GroKo heißt weiter so!

Auf der Veranstaltung des Kreisverbandes der Fuldaer LINKEN, am Freitag den 16. Februar im Jägerhaus in Bronzell, wurde der Koalitionsvertrag der GroKo kritisiert. Klaus Ernst MdB und Ausschussvorsitzender Wirtschaft und Energie, stellte fest, das im Bereich Arbeit und Gesundheit viele Vereinbarungen nur unverbindliche oder mit vielen Ausnahmen getroffene Aussagen enthalten.

Auf der Veranstaltung des Kreisverbandes der Fuldaer LINKEN, am Freitag den 16. Februar inm Jägerhaus in Bronzell, wurde der Koalitionsvertrag der GroKo kritisert.

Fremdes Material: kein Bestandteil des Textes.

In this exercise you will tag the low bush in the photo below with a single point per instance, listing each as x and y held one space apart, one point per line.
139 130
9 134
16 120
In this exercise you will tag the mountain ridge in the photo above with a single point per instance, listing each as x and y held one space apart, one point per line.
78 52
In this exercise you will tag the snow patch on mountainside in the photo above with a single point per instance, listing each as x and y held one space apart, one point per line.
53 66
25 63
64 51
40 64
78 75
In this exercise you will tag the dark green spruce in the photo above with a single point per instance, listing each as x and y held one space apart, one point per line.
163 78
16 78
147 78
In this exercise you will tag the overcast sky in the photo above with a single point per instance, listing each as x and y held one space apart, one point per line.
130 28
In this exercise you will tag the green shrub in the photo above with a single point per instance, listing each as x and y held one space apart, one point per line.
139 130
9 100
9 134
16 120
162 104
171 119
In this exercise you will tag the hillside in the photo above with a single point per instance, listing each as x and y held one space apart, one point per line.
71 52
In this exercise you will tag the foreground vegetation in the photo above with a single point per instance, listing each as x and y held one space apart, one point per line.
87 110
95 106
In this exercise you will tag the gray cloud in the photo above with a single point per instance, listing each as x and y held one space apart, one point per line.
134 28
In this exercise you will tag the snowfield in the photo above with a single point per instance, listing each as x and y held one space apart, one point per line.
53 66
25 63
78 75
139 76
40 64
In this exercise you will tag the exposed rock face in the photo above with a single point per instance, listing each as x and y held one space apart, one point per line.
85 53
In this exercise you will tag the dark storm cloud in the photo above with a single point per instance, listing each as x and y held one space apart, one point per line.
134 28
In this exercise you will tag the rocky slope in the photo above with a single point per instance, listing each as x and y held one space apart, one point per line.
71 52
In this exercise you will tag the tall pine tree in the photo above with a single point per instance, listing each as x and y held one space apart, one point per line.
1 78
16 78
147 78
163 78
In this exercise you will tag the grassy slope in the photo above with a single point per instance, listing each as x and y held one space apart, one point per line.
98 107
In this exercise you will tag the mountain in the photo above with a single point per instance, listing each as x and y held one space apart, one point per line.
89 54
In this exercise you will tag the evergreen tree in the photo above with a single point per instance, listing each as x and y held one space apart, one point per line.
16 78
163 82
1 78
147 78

Klaus Ernst MdB und Ausschussvorsitzender Wirtschaft und Energie, stellte fest, das im Bereich Arbeit und Gesundheit viele Vereinbarungen nur unverbindliche oder mit vielen Ausnahmen  getroffene Aussagen enthalten. Für die Arbeitnehmer, Rentner oder auf Pflege angewiesene Menschen ändert sich so gut wie nichts. Midijobs sollen sogar noch ausgeweitet werden, die Zweiklassenmedzin bleibt erhalten.

Es bleibe nur zu hoffen, dass die SPD Mitglieder den Vertrag einen  Absage erteilen. Die LINKE scheue einen Wahlkampf oder auch die Opossitionsrolle nicht. Man werde weiter für eine Umverteilung des Reichtums streiten. Es gehe nicht an, dass 5 Prozent der Bevölkerung mehr als 50 Prozent des Vermögens besitzen. Wer den Staat zusammenhalte wolle, müsse für eine gerechtetere Verteilung kämpfen, so Ernst.

Die gut besuchte Veranstaltung wurde vom Kreisvorsitzenden Michael wahl eröffnet und von dem Mitglied der Arbeitsgemeinschaft Betrieb&Gewerkschaft Ulrike Eifler moderiert.